Now try drawing that line when both accounts are crammed into one MCP server sharing a single set of tool names. You can’t. There’s no separate notion-create-pages for work and notion-create-pages for personal, there’s just notion-create-pages, and the moment you deny it you’ve denied it everywhere. Splitting the accounts into separate, prefixed instances is what makes the distinction expressible at all.

Known limitations

A couple of things to know before you lean on this.

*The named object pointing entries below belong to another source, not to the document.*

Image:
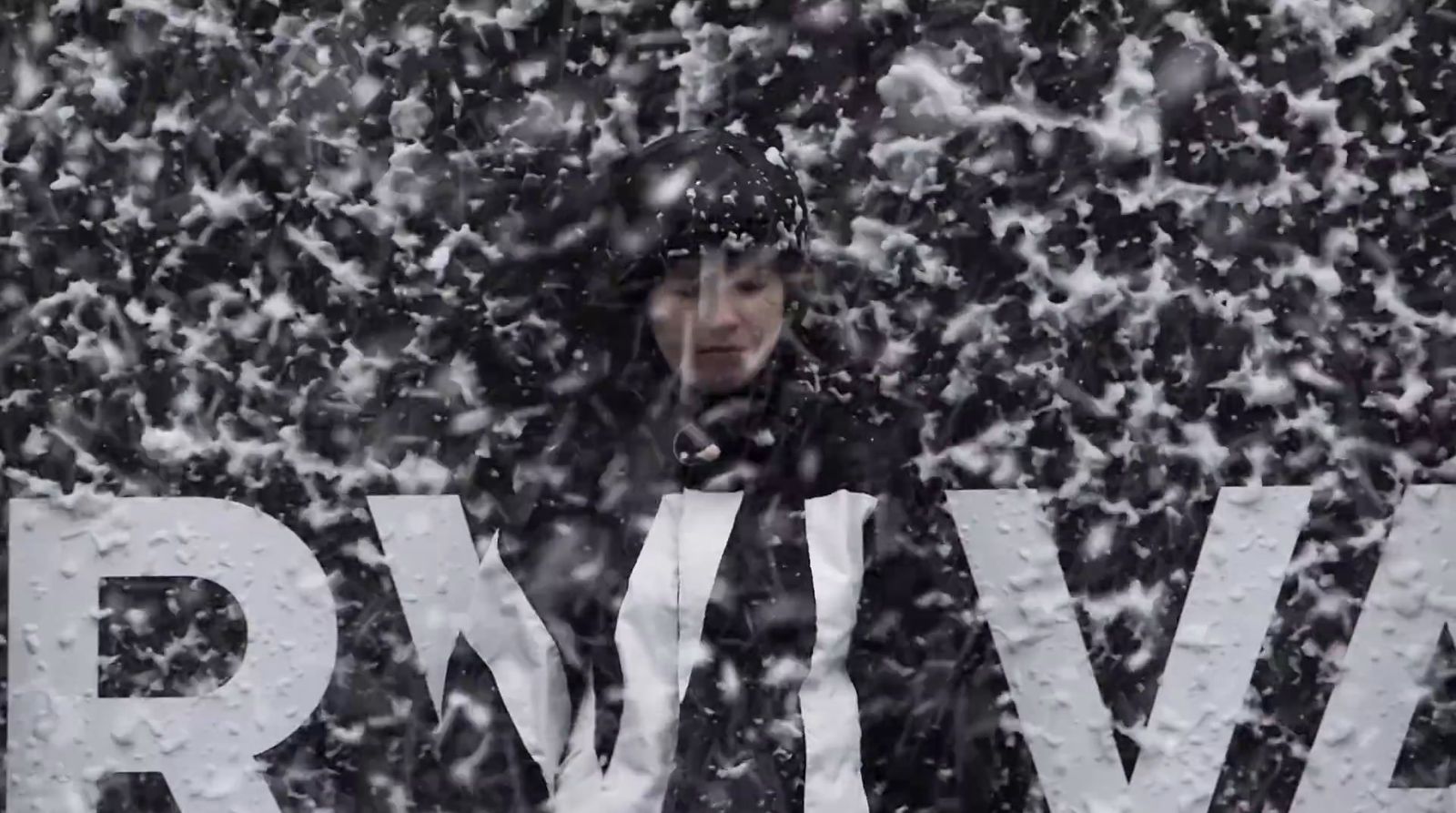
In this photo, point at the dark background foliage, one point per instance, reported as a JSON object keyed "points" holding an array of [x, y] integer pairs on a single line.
{"points": [[291, 254]]}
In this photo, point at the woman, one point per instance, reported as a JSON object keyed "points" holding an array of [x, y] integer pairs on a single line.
{"points": [[761, 606]]}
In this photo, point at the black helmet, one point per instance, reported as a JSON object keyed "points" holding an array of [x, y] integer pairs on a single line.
{"points": [[703, 188]]}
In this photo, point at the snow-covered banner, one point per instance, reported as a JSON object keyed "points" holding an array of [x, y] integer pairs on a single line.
{"points": [[851, 405]]}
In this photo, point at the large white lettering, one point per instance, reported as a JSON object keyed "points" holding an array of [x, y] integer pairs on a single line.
{"points": [[1411, 599], [63, 737], [1069, 728], [449, 592]]}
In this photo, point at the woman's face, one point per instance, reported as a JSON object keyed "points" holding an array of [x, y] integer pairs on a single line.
{"points": [[717, 324]]}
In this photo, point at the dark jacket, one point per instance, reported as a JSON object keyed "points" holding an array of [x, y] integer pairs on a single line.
{"points": [[788, 437]]}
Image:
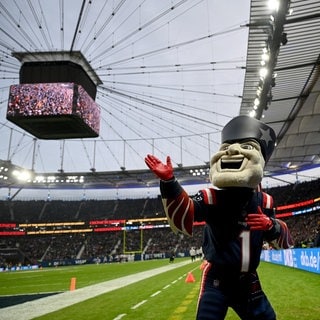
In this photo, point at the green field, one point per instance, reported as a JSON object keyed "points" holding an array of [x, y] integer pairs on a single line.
{"points": [[293, 293]]}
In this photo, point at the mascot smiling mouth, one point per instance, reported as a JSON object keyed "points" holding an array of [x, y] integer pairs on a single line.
{"points": [[234, 163]]}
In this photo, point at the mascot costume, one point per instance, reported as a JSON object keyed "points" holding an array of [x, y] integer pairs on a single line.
{"points": [[238, 217]]}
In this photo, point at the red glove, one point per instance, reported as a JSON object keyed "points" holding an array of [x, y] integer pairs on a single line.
{"points": [[163, 171], [259, 221]]}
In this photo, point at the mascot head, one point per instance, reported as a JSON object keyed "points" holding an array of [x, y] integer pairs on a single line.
{"points": [[246, 146]]}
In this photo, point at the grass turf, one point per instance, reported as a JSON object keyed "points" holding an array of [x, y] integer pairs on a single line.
{"points": [[293, 293]]}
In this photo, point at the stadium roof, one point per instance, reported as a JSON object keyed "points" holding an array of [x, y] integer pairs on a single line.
{"points": [[173, 74]]}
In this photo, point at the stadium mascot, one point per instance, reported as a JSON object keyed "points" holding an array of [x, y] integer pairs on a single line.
{"points": [[238, 217]]}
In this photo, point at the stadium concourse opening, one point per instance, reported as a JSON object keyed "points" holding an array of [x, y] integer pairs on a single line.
{"points": [[56, 96]]}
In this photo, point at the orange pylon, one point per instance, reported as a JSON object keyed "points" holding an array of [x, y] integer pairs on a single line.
{"points": [[190, 277], [73, 284]]}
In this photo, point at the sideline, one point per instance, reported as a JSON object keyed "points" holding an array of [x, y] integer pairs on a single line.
{"points": [[32, 309]]}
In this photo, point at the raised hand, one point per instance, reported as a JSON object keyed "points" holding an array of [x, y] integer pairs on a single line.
{"points": [[161, 170], [259, 221]]}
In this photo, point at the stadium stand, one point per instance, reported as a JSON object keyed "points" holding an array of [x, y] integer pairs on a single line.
{"points": [[99, 247]]}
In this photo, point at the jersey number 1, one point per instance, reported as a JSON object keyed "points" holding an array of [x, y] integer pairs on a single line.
{"points": [[245, 250]]}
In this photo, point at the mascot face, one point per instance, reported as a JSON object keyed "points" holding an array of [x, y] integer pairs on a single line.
{"points": [[237, 164]]}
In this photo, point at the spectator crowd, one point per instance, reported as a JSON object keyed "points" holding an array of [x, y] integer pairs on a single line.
{"points": [[111, 246]]}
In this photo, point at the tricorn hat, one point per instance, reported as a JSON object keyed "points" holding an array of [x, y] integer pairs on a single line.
{"points": [[245, 127]]}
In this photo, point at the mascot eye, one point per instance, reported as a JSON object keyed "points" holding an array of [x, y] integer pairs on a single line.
{"points": [[224, 147], [247, 146]]}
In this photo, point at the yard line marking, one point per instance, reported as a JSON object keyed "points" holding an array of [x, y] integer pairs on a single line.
{"points": [[139, 304], [156, 293], [120, 316]]}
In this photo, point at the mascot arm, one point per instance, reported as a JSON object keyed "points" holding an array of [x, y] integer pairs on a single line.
{"points": [[283, 240], [276, 230], [178, 206]]}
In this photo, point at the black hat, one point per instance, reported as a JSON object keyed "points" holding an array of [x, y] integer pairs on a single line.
{"points": [[245, 127]]}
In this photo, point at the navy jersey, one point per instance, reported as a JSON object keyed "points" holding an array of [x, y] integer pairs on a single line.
{"points": [[228, 243]]}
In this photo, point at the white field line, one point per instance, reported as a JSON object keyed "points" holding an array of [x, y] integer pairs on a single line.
{"points": [[32, 309]]}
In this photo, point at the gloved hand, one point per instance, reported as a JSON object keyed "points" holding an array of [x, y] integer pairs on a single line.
{"points": [[259, 221], [162, 170]]}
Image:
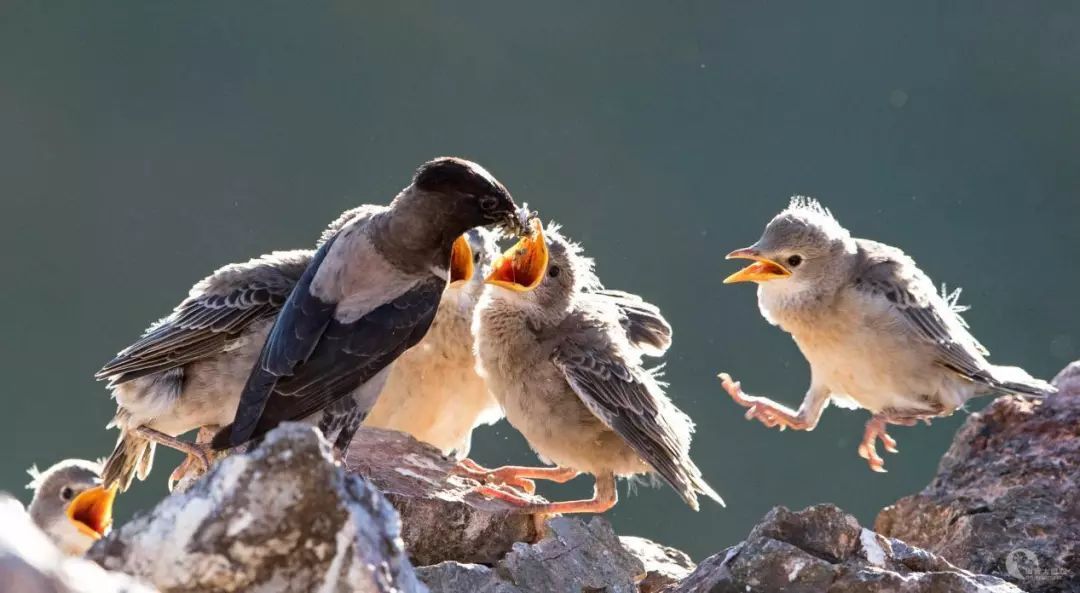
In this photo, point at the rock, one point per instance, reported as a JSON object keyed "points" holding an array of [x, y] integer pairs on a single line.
{"points": [[663, 565], [574, 557], [281, 517], [30, 563], [442, 517], [822, 549], [1004, 499]]}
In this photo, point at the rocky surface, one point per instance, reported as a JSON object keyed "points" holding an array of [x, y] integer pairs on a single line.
{"points": [[1004, 500], [823, 550], [29, 563], [574, 556], [443, 517], [282, 517]]}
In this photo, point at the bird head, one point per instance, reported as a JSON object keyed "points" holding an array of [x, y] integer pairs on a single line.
{"points": [[70, 504], [799, 246], [475, 198], [543, 269]]}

The big one is shared state. Some MCP servers stash their config or local state at a fixed path on disk. Run two instances of a server like that side by side and they can end up reading and writing the same files, clobbering each other.

The bad news: there’s not a lot MCPlexer can do about that from the outside. The good news: most servers let you point their state somewhere else with a flag or an environment variable, and so far that’s been enough to run every server I’ve wanted, two at a time, without trouble.

I haven’t actually hit a collision in practice, but it’s exactly the kind of thing that bites you quietly, so it’s worth knowing about.

The other limitation is on purpose. Right now MCPlexer only proxies tools. It rewrites tools/list and tools/call, and that’s it. The MCP specification also has resources, prompts, and notifications, and none of those get the prefix treatment yet.

Extending it would be straightforward, the same trick applied to a few more request types, but I haven’t needed any of it, so I left it out.

If you do, the repo is open and I’m happy to take a pull request.

You can just do things

The most interesting thing here isn’t the OAuth port trick or the permission stuff. It’s how little there is to MCPlexer at all.

The whole thing is a tiny proxy. It sits between an agent and a server, passes most messages straight through, and rewrites a couple of fields on the way past. That’s the whole trick. The core is a few dozen lines, and I built almost all of it in an afternoon, with Claude doing most of the typing.

When I realized I also wanted remote servers and OAuth, that was another short prompt and another hour. A simple little tool, and it unlocked every multi-account setup I’d been missing.

And that’s only possible because of how MCP is shaped. It’s a small, uniform protocol, so you can slot a tiny layer into the middle and bend it to do something it didn’t do out of the box. Multiplexing is just one of those things. You could rewrite tool descriptions, hide tools you don’t want exposed, merge a few servers into one, or gate calls behind your own rules. None of it takes deep magic. It’s mostly plumbing.

So if there’s a piece of tooling you wish existed in your setup, there’s a decent chance you can just build it. No heavy framework, no waiting for someone else to ship it. A small proxy and an afternoon.

You can just do things. This one happened to be MCPlexer. Go make yours.